Displacing individual psychological functions onto persons like Obama are a form of infantile wish fulfillment of the sort Freud exposed in  “The Future of an Illusion”.  Individuation is personal, as is the transcendent function that supports it.  Extrapolating to the realm of politics imperils the individuation process.  Psychological contents that we project, especially upon charismatic leaders like Obama, are robbed of some of their energy.  This can reduce the chances that they will break through to consciousness.  Cultural complexes are not exempt from such obfuscating maneuvers. The individual is summoned to use the transcendent function as a vehicle for perpetual growth and adaptation.
Logicians might object to the idea of leaders carrying the transcendent function because it reflects an error of logical type.  A classic example of such an error may be helpful.
“This statement is false.”
(If the statement is true, it is false, and if it is false, then it is true, and so on.)
Such paradoxes are resolved by recognizing that the actual truth value of the statement is of a different logical type than the statement itself.

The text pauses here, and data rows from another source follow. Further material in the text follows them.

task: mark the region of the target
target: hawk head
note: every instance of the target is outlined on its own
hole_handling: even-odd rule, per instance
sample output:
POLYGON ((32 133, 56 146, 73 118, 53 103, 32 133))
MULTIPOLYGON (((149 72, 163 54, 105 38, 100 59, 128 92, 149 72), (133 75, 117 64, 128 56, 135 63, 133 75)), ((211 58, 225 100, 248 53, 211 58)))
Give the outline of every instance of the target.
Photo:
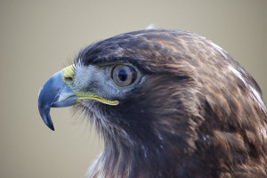
POLYGON ((105 149, 89 177, 265 177, 261 90, 225 51, 182 30, 146 29, 81 50, 39 94, 83 110, 105 149))

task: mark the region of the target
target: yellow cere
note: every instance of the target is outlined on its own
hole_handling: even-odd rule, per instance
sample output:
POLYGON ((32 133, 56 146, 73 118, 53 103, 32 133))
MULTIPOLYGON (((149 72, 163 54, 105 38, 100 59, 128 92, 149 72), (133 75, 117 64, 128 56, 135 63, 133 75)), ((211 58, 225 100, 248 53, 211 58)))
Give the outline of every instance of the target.
POLYGON ((62 81, 67 84, 65 78, 67 77, 71 77, 73 79, 74 77, 74 65, 70 65, 70 66, 68 66, 66 68, 64 68, 62 69, 62 81))
MULTIPOLYGON (((62 81, 65 84, 67 84, 67 81, 65 80, 65 78, 71 77, 72 79, 74 79, 74 68, 75 68, 74 65, 70 65, 62 69, 62 81)), ((70 88, 71 88, 71 86, 70 86, 70 88)), ((83 100, 95 100, 101 103, 111 105, 111 106, 117 106, 119 104, 118 101, 109 101, 109 100, 104 99, 101 96, 98 96, 95 93, 81 93, 78 91, 73 91, 73 92, 78 97, 78 99, 76 101, 77 104, 80 104, 80 101, 83 100)))

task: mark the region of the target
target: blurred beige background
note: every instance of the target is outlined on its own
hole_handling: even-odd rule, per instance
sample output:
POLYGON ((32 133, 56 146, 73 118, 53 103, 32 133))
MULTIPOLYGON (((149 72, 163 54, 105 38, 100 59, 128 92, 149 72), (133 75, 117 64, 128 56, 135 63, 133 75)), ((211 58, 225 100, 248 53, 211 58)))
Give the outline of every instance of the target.
POLYGON ((266 101, 266 0, 2 0, 1 178, 85 176, 102 142, 70 109, 52 109, 50 131, 38 114, 39 89, 80 48, 150 23, 222 46, 255 77, 266 101))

A similar disquiet emerges from the effort to extrapolate a function of the individual psyche (the transcendent function) to the sociopolitical arena.  The truth and explanatory power of thetranscendent function when applied to the individual is different than when it is applied to thepolis. The two are of different logical types. (see Russell & Whitehead or Bateson).

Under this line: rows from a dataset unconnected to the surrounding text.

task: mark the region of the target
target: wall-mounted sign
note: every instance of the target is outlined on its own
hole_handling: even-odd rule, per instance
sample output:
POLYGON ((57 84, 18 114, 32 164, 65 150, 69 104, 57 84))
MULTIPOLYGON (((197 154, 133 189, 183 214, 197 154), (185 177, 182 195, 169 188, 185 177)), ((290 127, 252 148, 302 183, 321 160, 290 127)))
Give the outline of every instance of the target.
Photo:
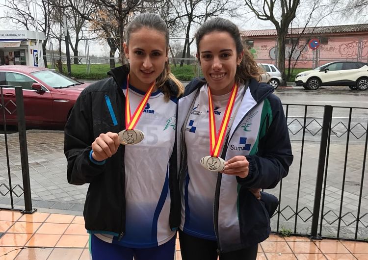
POLYGON ((309 41, 308 46, 312 50, 316 50, 319 46, 319 40, 318 39, 312 39, 309 41))
POLYGON ((38 51, 37 50, 33 50, 33 65, 38 67, 38 51))

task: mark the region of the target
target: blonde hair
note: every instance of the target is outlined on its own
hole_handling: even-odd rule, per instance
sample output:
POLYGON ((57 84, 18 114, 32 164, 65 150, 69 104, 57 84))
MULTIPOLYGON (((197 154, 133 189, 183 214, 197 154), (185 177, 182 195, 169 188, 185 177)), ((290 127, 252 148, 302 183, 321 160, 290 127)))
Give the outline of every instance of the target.
MULTIPOLYGON (((152 13, 142 13, 129 23, 127 27, 127 31, 125 34, 127 45, 129 44, 131 34, 143 27, 154 29, 162 33, 165 36, 166 40, 166 54, 167 54, 169 52, 169 29, 167 28, 167 26, 159 15, 152 13)), ((168 59, 167 61, 165 62, 163 71, 156 78, 156 87, 158 89, 160 89, 163 92, 166 100, 168 100, 173 94, 170 85, 167 83, 169 80, 171 80, 177 87, 176 91, 175 91, 177 97, 180 97, 184 93, 184 86, 171 73, 170 70, 170 64, 168 59)))

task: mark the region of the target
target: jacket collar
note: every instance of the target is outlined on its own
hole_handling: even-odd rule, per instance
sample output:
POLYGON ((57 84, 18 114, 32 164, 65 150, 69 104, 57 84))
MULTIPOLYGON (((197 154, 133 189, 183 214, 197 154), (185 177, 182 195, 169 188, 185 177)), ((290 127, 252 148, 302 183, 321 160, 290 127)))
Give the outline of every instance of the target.
MULTIPOLYGON (((192 80, 185 87, 184 95, 182 100, 183 103, 180 111, 181 113, 189 112, 190 104, 193 99, 195 98, 194 94, 202 86, 206 83, 204 78, 196 78, 192 80)), ((230 136, 237 129, 243 119, 248 112, 258 104, 263 101, 267 96, 270 95, 274 89, 265 83, 260 83, 254 78, 251 78, 249 87, 246 90, 244 97, 236 115, 234 121, 230 130, 230 136)), ((180 104, 181 101, 179 101, 180 104)), ((184 123, 185 116, 184 114, 178 115, 178 126, 181 126, 184 123)))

Whether or not President Obama carries the transcendent function for cultural complexes he clearly activates psychological elements for individuals and for the masses.  It is an intriguing idea to consider what role figures such as Obama play for society at large and individuals in their own political (& psychological) development
We are eager to generate discussion about the symbols and and other topics related to global politics as we approach the September conference.  What do you think about the proposition that President Obama carries the transcendent function for various cultural complexes?  We encourage you to share your thoughts concerning what (if anything) Jungians have to offer politics and political science.
Len Cruz, MD (first published at www.ashevillejungcenter.org/blog/ on July 11, 2010)

[1] For an infinite series a1 + a2 + a3 +⋯, a quantity sn = a1 + a2 +⋯+ an, which involves adding only the first n terms, is called a partial sum of the series. If sn approaches a fixed number S as n becomes larger and larger, the series is said to converge. In this case, S is called the sum of the series. An infinite series that does not converge is said to diverge. In the case of divergence, no value of a sum is assigned.  An example of a convergent series is 1 + ½ + ¼ + ⅛ … that converges upon the solution 2.